Jones does not have the agenda of cultural politics of Seferis and Elytis. But he does see the world as quietly absurd, so pretensions are deftly skewered, alongside the way an ‘artist’ will claim allegiance and identity where none such exists; ‘Take a Spanish painter and put him in Paris. Take a Greek painter and put him in Madrid. Take a Quebecois painter and put him in Paris, too, and a German and a couple more Spaniards and also a Greek-born Italian. You wouldn’t believe what I’m doing now. I’m up very late. […] The mattress is filling with honey and the box spring is humming like bees; my hand is in my pyjama bottoms. I stop and say, it isn’t love that makes you weak, to the night table and maybe the bed frame. Take an Italian Futurist for example.’ (Little Notes on Painting)

Jones ends the book with a long, picaresque sequence ‘Constantine and Arete: an autobiography’. The poem purports to be a nod towards a medieval Greek ballad ‘The Song of the Dead Brother’. Constantine and Arete appear, respectively, to be male and female characters on a journey in which, loosely, Constantine brings his sister back from matchmakers. And in the course of the poem, the characters die, reappear and disappear again. They also visit the Reading Room of the British Museum, listen to Sigur Ros and Thelma Houston, and are present in Constantinople in 1453, as the city falls to the Ottomans. But the poem is subtitled ‘an autobiography’. Thus, the first person here appears as part of an Audenesque dialogue; Jones the Greek speaker would know the meanings of ‘Constantine’ and ‘Arete’, in English as ‘constancy’ and ‘virtue’. ‘Evan’ himself appears towards the end of the poem, of whom ‘Not one [of his family] knows where you are’.
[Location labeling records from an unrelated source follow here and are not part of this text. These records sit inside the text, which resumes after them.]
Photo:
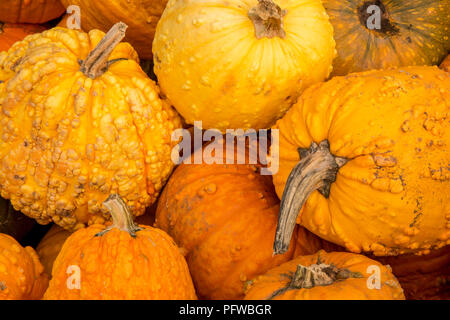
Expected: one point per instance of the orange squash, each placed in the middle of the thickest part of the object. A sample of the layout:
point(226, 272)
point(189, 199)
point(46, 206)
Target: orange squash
point(50, 246)
point(445, 65)
point(326, 276)
point(22, 276)
point(223, 216)
point(363, 162)
point(80, 120)
point(10, 33)
point(123, 261)
point(424, 277)
point(30, 11)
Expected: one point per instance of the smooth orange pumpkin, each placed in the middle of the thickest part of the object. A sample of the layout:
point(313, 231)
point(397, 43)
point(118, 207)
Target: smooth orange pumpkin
point(10, 33)
point(123, 261)
point(326, 276)
point(223, 216)
point(30, 11)
point(22, 276)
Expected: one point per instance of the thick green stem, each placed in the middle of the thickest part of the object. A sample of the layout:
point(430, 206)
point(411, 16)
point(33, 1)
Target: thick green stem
point(97, 62)
point(267, 17)
point(316, 171)
point(121, 214)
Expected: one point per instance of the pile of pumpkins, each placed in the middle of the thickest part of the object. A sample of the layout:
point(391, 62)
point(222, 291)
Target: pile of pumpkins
point(357, 208)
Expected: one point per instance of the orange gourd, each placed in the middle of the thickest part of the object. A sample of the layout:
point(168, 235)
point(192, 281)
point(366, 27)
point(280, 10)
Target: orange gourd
point(445, 65)
point(123, 261)
point(326, 276)
point(50, 246)
point(22, 276)
point(80, 120)
point(373, 172)
point(223, 216)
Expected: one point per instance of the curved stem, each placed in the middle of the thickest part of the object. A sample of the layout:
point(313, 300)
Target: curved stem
point(316, 171)
point(122, 217)
point(267, 17)
point(318, 274)
point(97, 62)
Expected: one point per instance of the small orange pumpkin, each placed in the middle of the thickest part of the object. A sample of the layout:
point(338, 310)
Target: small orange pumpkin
point(224, 217)
point(22, 276)
point(326, 276)
point(50, 246)
point(123, 261)
point(445, 65)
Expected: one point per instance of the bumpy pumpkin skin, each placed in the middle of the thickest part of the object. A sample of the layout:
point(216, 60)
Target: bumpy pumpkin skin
point(50, 246)
point(10, 33)
point(68, 141)
point(141, 16)
point(445, 65)
point(22, 276)
point(213, 68)
point(116, 266)
point(392, 196)
point(425, 277)
point(30, 11)
point(413, 32)
point(13, 222)
point(308, 243)
point(224, 218)
point(264, 286)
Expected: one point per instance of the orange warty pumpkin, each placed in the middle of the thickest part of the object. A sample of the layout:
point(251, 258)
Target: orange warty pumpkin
point(13, 222)
point(423, 277)
point(30, 11)
point(373, 173)
point(10, 33)
point(326, 276)
point(123, 261)
point(223, 216)
point(50, 246)
point(22, 276)
point(377, 34)
point(140, 15)
point(80, 120)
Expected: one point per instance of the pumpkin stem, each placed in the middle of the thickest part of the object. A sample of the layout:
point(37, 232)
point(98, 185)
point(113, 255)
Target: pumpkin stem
point(316, 171)
point(97, 62)
point(267, 18)
point(319, 274)
point(122, 217)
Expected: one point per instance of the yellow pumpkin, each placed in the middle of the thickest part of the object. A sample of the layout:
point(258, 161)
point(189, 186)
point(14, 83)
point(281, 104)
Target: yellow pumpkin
point(22, 276)
point(373, 173)
point(80, 120)
point(240, 64)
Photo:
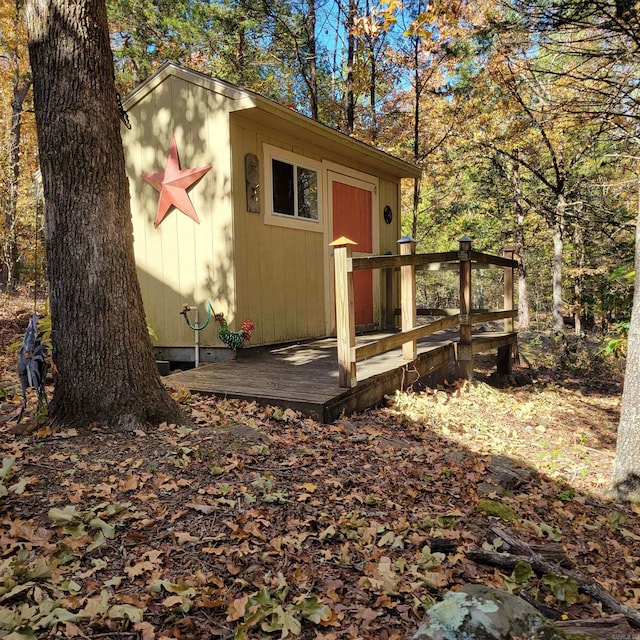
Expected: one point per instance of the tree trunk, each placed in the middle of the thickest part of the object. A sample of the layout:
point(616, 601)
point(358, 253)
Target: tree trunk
point(513, 173)
point(351, 53)
point(558, 248)
point(311, 70)
point(578, 243)
point(626, 477)
point(21, 86)
point(101, 344)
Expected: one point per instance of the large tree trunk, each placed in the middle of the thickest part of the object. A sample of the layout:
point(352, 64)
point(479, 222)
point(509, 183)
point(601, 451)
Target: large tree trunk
point(101, 344)
point(626, 477)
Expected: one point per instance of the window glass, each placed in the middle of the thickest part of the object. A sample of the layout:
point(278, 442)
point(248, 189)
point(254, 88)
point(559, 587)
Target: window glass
point(283, 194)
point(307, 193)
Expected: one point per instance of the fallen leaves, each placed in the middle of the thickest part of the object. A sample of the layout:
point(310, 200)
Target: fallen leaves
point(262, 523)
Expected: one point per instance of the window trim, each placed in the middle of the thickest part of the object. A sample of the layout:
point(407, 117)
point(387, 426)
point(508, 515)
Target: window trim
point(282, 219)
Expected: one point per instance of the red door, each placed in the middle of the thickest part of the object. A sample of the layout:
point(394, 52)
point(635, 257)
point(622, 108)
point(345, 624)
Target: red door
point(352, 218)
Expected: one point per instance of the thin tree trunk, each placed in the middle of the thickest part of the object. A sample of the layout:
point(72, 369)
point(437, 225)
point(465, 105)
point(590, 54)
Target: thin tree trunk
point(513, 172)
point(578, 243)
point(626, 476)
point(416, 132)
point(21, 87)
point(351, 52)
point(558, 250)
point(101, 344)
point(312, 61)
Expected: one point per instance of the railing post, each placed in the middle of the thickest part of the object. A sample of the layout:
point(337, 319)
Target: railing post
point(408, 297)
point(465, 351)
point(390, 298)
point(345, 311)
point(507, 252)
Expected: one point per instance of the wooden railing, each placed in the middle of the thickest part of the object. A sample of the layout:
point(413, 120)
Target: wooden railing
point(408, 262)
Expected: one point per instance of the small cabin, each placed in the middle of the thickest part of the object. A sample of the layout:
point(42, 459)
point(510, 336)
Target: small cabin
point(235, 200)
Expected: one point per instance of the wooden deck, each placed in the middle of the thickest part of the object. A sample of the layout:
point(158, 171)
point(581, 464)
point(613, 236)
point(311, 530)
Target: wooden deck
point(304, 376)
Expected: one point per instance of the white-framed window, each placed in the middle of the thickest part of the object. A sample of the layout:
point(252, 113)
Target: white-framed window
point(293, 189)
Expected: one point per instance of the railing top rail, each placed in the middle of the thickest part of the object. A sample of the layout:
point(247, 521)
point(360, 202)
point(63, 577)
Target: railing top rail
point(488, 258)
point(427, 259)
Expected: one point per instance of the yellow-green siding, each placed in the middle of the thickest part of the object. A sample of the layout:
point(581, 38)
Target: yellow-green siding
point(247, 267)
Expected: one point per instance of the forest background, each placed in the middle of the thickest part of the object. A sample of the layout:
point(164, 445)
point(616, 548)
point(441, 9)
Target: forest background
point(523, 119)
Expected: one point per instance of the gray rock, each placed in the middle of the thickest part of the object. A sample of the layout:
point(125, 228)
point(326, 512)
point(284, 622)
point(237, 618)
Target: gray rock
point(479, 612)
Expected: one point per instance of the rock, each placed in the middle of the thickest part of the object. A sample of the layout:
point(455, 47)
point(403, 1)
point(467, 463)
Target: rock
point(479, 612)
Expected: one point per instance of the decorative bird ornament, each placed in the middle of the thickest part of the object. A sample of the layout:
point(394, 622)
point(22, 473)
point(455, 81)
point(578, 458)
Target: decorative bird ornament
point(33, 363)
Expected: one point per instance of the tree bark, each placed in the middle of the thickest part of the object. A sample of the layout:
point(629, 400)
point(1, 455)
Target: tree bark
point(312, 59)
point(578, 244)
point(101, 344)
point(351, 54)
point(513, 173)
point(21, 87)
point(558, 250)
point(626, 477)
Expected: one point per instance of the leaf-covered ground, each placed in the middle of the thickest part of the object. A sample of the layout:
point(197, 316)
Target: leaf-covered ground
point(260, 523)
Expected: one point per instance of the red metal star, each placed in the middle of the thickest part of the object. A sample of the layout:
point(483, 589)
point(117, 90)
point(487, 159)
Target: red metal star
point(172, 184)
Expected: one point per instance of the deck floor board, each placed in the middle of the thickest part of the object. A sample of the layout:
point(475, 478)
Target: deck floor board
point(305, 375)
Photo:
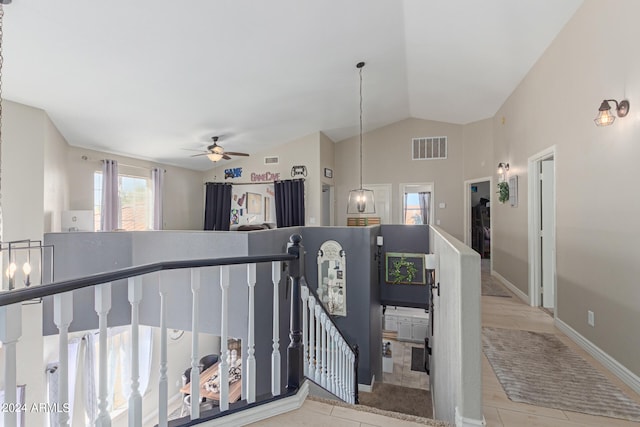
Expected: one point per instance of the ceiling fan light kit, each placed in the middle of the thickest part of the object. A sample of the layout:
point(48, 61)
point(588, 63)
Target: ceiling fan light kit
point(216, 152)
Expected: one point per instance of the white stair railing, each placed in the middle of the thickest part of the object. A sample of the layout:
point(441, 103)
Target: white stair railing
point(329, 360)
point(63, 308)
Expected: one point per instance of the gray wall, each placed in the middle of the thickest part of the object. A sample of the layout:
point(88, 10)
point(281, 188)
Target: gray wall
point(409, 239)
point(363, 323)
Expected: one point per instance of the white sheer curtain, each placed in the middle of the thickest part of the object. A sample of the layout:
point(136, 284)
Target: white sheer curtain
point(53, 379)
point(157, 182)
point(110, 200)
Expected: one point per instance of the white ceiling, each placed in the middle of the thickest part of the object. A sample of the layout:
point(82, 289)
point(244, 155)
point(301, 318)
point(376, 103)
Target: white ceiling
point(151, 78)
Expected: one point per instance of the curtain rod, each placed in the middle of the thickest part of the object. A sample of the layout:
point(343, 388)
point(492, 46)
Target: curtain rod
point(123, 164)
point(253, 183)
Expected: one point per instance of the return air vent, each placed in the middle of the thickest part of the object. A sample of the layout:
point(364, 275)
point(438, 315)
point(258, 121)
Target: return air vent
point(430, 148)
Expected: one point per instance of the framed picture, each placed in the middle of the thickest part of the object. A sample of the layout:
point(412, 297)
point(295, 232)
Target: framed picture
point(513, 191)
point(404, 268)
point(254, 203)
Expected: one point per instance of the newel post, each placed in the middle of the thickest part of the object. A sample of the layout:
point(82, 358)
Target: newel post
point(295, 349)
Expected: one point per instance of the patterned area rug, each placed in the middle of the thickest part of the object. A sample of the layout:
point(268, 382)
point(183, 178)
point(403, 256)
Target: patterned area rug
point(492, 288)
point(539, 369)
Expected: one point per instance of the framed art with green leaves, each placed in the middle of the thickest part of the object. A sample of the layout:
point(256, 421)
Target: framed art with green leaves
point(404, 268)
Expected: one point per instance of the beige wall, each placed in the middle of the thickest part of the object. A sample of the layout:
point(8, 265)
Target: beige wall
point(56, 185)
point(387, 160)
point(302, 151)
point(478, 161)
point(183, 192)
point(597, 174)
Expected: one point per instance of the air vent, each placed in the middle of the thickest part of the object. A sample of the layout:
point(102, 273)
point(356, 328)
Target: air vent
point(430, 148)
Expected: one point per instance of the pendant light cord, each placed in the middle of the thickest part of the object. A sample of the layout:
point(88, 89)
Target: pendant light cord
point(360, 68)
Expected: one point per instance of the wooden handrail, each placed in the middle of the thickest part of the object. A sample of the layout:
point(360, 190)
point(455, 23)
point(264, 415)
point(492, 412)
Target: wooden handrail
point(25, 294)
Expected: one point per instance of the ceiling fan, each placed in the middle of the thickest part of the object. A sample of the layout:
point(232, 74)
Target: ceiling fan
point(216, 152)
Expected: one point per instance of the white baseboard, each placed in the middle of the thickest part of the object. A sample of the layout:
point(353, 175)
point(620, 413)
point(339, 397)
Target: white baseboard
point(468, 422)
point(262, 412)
point(366, 387)
point(628, 377)
point(513, 288)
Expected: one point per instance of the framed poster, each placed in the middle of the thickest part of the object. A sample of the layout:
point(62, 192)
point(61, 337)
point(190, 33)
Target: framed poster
point(254, 203)
point(404, 268)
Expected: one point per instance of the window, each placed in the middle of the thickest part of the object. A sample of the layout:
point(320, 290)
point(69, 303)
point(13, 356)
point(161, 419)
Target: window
point(416, 203)
point(136, 203)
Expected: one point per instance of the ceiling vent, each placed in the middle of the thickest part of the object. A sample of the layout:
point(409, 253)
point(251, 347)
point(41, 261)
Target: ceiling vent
point(430, 148)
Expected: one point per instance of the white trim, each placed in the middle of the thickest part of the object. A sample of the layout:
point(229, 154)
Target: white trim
point(152, 417)
point(366, 387)
point(466, 218)
point(533, 226)
point(423, 186)
point(513, 288)
point(262, 412)
point(464, 422)
point(616, 368)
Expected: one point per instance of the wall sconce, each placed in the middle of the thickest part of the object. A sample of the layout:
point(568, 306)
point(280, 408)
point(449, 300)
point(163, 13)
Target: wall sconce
point(605, 118)
point(29, 254)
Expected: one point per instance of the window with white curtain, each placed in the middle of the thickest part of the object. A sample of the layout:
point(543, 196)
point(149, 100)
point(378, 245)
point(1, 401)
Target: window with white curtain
point(416, 203)
point(136, 202)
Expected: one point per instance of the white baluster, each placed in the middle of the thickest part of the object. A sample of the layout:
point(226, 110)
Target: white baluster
point(317, 312)
point(194, 381)
point(62, 317)
point(323, 345)
point(10, 332)
point(304, 294)
point(135, 399)
point(163, 382)
point(329, 358)
point(251, 346)
point(345, 388)
point(223, 367)
point(352, 377)
point(342, 370)
point(334, 358)
point(312, 340)
point(275, 353)
point(102, 306)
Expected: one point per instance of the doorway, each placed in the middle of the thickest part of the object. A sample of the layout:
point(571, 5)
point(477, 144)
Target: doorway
point(542, 229)
point(327, 206)
point(477, 215)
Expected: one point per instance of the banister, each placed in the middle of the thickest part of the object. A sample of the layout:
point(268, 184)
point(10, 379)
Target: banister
point(25, 294)
point(315, 295)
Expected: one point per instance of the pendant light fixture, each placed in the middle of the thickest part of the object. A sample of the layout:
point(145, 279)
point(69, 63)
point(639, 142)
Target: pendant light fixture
point(361, 201)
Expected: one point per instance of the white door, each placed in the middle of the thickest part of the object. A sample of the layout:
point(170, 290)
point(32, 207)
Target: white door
point(547, 232)
point(382, 197)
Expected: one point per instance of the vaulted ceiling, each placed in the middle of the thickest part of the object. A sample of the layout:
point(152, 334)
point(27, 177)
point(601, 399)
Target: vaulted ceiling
point(152, 78)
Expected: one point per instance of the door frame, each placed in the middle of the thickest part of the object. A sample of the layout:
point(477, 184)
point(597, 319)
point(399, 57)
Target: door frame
point(389, 188)
point(535, 260)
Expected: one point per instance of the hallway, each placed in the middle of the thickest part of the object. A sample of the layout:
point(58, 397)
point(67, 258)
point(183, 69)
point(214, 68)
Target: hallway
point(498, 410)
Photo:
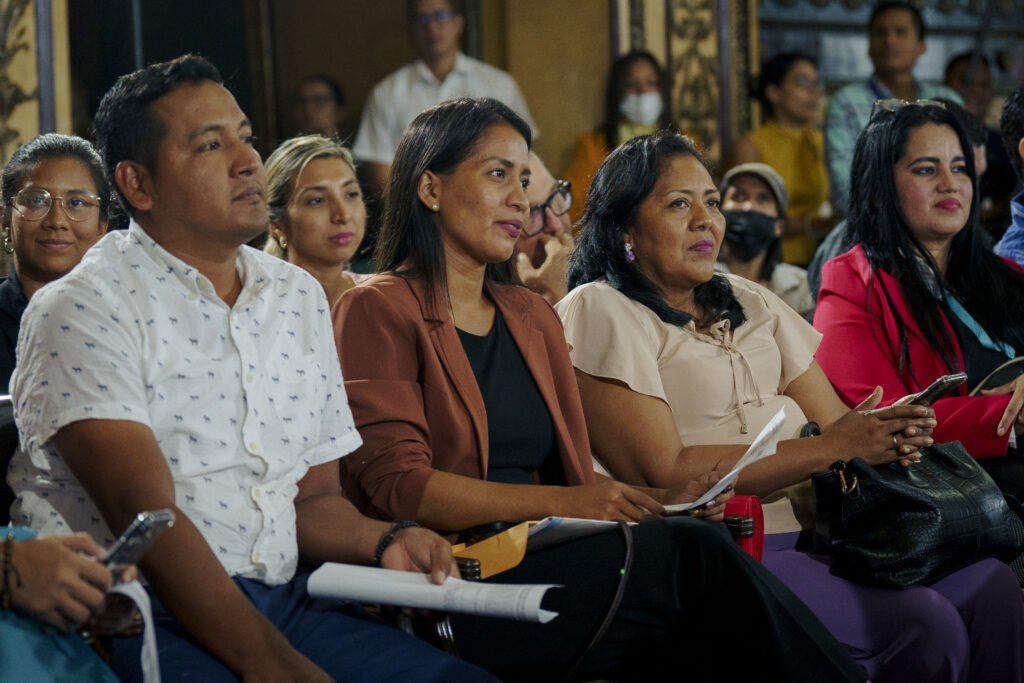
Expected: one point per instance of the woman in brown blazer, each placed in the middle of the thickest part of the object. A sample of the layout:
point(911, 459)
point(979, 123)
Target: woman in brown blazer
point(463, 391)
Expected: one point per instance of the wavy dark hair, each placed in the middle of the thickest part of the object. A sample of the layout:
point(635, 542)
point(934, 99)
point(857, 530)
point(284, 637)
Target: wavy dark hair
point(437, 140)
point(616, 90)
point(975, 275)
point(625, 179)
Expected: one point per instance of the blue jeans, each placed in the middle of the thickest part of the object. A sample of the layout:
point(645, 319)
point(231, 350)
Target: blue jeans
point(342, 639)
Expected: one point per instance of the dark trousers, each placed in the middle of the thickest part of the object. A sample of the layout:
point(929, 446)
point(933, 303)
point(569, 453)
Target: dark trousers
point(342, 639)
point(695, 607)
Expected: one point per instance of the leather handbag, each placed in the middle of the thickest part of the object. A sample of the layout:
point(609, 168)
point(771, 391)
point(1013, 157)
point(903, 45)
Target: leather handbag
point(895, 526)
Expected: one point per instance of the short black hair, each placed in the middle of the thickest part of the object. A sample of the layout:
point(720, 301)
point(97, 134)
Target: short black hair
point(774, 72)
point(336, 90)
point(616, 91)
point(54, 145)
point(961, 58)
point(886, 5)
point(1012, 129)
point(125, 127)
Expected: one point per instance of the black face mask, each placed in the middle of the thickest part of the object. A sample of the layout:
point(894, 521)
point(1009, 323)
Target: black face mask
point(749, 232)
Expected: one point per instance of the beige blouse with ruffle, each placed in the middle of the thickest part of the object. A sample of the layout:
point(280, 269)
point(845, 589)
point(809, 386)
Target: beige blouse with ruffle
point(722, 387)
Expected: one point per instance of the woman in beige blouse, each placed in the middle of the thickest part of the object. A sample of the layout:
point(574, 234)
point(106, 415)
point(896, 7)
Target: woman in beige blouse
point(679, 369)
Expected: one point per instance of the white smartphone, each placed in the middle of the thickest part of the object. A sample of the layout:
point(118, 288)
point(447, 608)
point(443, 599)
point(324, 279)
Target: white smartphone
point(132, 545)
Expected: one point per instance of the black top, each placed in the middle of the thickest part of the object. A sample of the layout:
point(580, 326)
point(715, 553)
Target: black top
point(12, 304)
point(520, 436)
point(978, 360)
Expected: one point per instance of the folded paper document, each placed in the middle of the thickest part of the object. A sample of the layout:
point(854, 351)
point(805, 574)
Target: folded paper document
point(410, 589)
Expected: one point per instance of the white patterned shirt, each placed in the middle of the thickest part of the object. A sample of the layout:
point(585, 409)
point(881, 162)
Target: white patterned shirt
point(242, 400)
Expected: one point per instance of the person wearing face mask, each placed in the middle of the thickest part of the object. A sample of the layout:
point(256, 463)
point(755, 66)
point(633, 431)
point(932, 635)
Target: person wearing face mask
point(636, 103)
point(754, 203)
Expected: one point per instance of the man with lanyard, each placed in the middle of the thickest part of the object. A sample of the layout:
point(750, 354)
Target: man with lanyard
point(896, 41)
point(440, 73)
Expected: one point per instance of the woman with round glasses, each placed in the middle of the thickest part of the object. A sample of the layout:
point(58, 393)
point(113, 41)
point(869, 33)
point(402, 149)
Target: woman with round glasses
point(919, 295)
point(55, 206)
point(317, 217)
point(545, 244)
point(790, 91)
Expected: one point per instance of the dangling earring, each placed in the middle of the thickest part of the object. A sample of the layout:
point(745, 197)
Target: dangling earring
point(630, 255)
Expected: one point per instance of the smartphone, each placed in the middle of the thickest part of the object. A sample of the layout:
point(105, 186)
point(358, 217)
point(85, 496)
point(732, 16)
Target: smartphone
point(938, 389)
point(132, 545)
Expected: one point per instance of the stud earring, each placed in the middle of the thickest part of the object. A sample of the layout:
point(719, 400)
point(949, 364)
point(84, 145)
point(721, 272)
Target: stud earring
point(630, 254)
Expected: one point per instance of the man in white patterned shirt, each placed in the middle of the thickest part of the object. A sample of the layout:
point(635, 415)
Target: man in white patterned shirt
point(178, 369)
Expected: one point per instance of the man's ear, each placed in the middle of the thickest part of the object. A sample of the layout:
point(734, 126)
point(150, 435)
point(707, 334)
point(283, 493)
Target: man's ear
point(429, 189)
point(134, 182)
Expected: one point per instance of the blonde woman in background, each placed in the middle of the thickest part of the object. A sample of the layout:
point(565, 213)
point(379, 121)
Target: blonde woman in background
point(317, 217)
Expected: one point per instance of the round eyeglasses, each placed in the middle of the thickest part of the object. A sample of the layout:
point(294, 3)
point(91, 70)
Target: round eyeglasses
point(560, 201)
point(35, 203)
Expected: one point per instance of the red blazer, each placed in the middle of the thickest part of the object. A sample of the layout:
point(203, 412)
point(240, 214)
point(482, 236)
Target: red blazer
point(860, 350)
point(415, 398)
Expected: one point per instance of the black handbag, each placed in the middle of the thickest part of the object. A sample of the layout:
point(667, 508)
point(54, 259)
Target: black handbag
point(895, 526)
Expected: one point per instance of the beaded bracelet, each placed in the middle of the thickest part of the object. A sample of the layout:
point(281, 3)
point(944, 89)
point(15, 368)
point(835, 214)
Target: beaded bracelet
point(388, 538)
point(8, 546)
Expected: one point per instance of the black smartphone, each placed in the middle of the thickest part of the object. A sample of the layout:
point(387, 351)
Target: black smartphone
point(132, 545)
point(938, 389)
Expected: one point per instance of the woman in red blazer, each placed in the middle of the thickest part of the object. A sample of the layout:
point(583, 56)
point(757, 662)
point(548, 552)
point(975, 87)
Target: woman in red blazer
point(919, 295)
point(464, 394)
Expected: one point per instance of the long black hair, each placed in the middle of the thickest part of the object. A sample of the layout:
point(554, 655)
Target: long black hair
point(625, 179)
point(989, 288)
point(437, 140)
point(616, 90)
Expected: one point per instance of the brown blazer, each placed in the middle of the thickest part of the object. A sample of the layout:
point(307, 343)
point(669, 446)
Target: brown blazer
point(415, 398)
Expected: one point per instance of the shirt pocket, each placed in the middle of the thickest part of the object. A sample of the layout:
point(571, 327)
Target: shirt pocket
point(297, 387)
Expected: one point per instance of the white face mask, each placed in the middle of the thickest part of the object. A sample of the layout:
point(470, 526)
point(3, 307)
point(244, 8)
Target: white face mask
point(643, 110)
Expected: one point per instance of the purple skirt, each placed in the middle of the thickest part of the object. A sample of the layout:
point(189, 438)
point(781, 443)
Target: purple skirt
point(966, 627)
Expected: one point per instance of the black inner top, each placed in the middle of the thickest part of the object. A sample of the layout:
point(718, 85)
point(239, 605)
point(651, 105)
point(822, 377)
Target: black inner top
point(520, 436)
point(978, 360)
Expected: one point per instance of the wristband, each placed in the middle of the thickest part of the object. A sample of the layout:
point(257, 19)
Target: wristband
point(8, 546)
point(388, 538)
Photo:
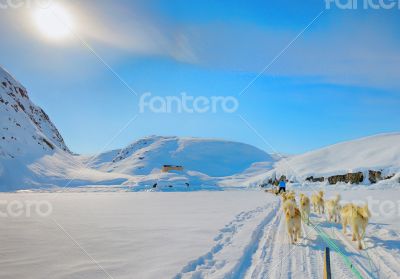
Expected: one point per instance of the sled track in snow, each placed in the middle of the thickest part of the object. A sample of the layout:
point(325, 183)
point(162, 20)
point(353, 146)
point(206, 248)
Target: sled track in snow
point(373, 262)
point(208, 266)
point(262, 250)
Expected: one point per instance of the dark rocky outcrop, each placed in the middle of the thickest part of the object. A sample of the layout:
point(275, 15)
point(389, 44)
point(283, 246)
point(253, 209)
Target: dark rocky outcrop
point(315, 179)
point(374, 176)
point(353, 178)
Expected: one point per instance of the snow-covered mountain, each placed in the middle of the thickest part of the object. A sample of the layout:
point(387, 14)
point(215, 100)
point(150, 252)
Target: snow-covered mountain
point(370, 155)
point(212, 157)
point(33, 155)
point(207, 163)
point(32, 151)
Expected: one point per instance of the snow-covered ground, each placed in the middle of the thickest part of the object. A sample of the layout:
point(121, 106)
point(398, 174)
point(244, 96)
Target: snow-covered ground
point(228, 234)
point(378, 153)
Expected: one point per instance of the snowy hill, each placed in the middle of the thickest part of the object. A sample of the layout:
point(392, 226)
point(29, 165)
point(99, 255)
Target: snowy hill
point(207, 163)
point(208, 156)
point(376, 153)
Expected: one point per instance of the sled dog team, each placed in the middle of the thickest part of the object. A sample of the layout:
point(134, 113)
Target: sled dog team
point(350, 214)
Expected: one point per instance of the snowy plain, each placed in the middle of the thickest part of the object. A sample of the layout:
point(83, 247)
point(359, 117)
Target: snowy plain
point(224, 234)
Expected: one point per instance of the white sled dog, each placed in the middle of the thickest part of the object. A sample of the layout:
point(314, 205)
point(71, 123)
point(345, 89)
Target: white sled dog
point(357, 217)
point(305, 208)
point(293, 221)
point(318, 202)
point(333, 209)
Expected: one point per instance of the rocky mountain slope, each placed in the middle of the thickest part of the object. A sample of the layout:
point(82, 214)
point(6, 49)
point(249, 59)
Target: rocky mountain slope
point(32, 151)
point(362, 161)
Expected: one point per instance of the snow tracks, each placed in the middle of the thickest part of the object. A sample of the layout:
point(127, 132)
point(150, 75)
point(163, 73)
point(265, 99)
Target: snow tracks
point(255, 245)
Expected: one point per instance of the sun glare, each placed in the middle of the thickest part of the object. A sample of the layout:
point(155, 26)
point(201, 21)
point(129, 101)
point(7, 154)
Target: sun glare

However, that fluidity is embraced with such a warm, beguiling tone that we might all embrace it. And Jones’ control of these fluidities is so, ironically, firm and strong that the reader accepts them as part of the general triumph of the outlook of the book. The words ‘exciting’ and ‘necessary’ are too often bandied about when a new(-ish) writer surfaces, but this book is both of these things. Jones reintroduces surrealism back into the mainstream of British poetry, but he also does something new. He shows that surrealism can deal with identity in a way which is contemporary and responsive to the internationalised lives which are lead in the twenty-first century. And Jones does this with wit, warmth and a sweet, suave irony.